Un autre lieu de production apparaît dans l’enquête, celui de l’usine historique de Rumilly (Haute-Savoie). Sophie la girafe « est fabriquée à la main à Rumilly, en France, avec ses 14 opérations manuelles », peut-on encore lire sur la plate-forme Amazon. En revanche, sur le site officiel du jouet, cette commune est seulement mentionnée comme lieu du siège social.

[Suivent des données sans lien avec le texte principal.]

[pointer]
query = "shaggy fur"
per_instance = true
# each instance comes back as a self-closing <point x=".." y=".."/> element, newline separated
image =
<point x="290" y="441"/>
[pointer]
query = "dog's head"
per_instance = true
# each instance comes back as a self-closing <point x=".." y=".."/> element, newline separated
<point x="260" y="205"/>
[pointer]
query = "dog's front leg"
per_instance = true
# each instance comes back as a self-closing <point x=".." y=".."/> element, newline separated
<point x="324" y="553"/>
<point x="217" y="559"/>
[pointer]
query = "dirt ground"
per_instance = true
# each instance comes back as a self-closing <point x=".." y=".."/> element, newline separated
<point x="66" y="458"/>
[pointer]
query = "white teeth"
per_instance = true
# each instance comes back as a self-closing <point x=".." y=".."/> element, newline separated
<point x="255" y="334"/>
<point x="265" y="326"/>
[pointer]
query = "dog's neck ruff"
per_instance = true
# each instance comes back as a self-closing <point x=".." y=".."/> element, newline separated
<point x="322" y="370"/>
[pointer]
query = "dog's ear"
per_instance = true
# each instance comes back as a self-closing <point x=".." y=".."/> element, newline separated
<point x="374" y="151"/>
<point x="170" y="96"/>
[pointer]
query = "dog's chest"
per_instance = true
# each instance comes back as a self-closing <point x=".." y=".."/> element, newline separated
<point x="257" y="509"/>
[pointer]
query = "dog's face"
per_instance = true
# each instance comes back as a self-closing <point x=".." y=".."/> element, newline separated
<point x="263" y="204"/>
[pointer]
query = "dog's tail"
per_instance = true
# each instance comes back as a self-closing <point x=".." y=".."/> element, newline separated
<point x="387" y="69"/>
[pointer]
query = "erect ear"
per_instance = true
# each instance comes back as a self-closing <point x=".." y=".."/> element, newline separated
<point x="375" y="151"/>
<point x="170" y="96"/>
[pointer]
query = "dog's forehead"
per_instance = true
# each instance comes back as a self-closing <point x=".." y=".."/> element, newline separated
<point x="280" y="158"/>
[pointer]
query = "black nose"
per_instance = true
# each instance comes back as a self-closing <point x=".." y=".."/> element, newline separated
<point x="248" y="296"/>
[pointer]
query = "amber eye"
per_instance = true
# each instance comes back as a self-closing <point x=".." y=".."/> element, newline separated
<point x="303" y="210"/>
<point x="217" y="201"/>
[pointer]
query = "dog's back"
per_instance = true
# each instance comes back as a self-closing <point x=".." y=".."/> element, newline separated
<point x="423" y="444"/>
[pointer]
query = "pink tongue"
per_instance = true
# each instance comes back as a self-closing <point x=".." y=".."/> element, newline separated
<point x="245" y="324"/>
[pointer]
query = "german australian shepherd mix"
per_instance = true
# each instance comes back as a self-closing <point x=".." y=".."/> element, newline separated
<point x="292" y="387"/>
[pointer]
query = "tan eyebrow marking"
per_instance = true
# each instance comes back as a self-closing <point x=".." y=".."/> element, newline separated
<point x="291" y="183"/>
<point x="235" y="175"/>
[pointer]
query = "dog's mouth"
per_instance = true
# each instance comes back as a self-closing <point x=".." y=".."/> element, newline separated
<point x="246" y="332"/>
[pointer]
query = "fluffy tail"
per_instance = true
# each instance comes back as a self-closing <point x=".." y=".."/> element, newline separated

Auprès de Mediapart, des employés décrivent l’usine de Rumilly comme vide et servant uniquement de vitrine : elle serait remise en marche lors de visites extérieures, selon ces témoignages.

Le tampon « made in France » est toutefois conservé pendant des années sur l’emballage, malgré la délocalisation d’au moins une partie de la production. « Nous sommes en discussion avec la DGCCRF (Direction générale de la concurrence, de la consommation et de la répression des fraudes) » sur ce que recoupe l’appellation made in France, répond Alain Thirion à l’AFP. Mediapart note d’ailleurs que le lieu de production a récemment disparu en partie des emballages.

Enquête de la DGCCRF

La répression des fraudes (DGCCRF) a ouvert une enquête. Jointe par l’AFP, l’administration a indiqué ne pas pouvoir commenter une procédure en cours.

Contactée par Le Parisien, elle rappelle que « la francisation abusive d’une marchandise (faire croire au consommateur qu’elle a été produite en France, alors que c’est faux) peut être considérée comme une pratique commerciale trompeuse, punie de deux ans de prison et 300 000 euros d’amende (le montant peut être porté à 10 % du chiffre d’affaires moyen de l’entreprise fautive). »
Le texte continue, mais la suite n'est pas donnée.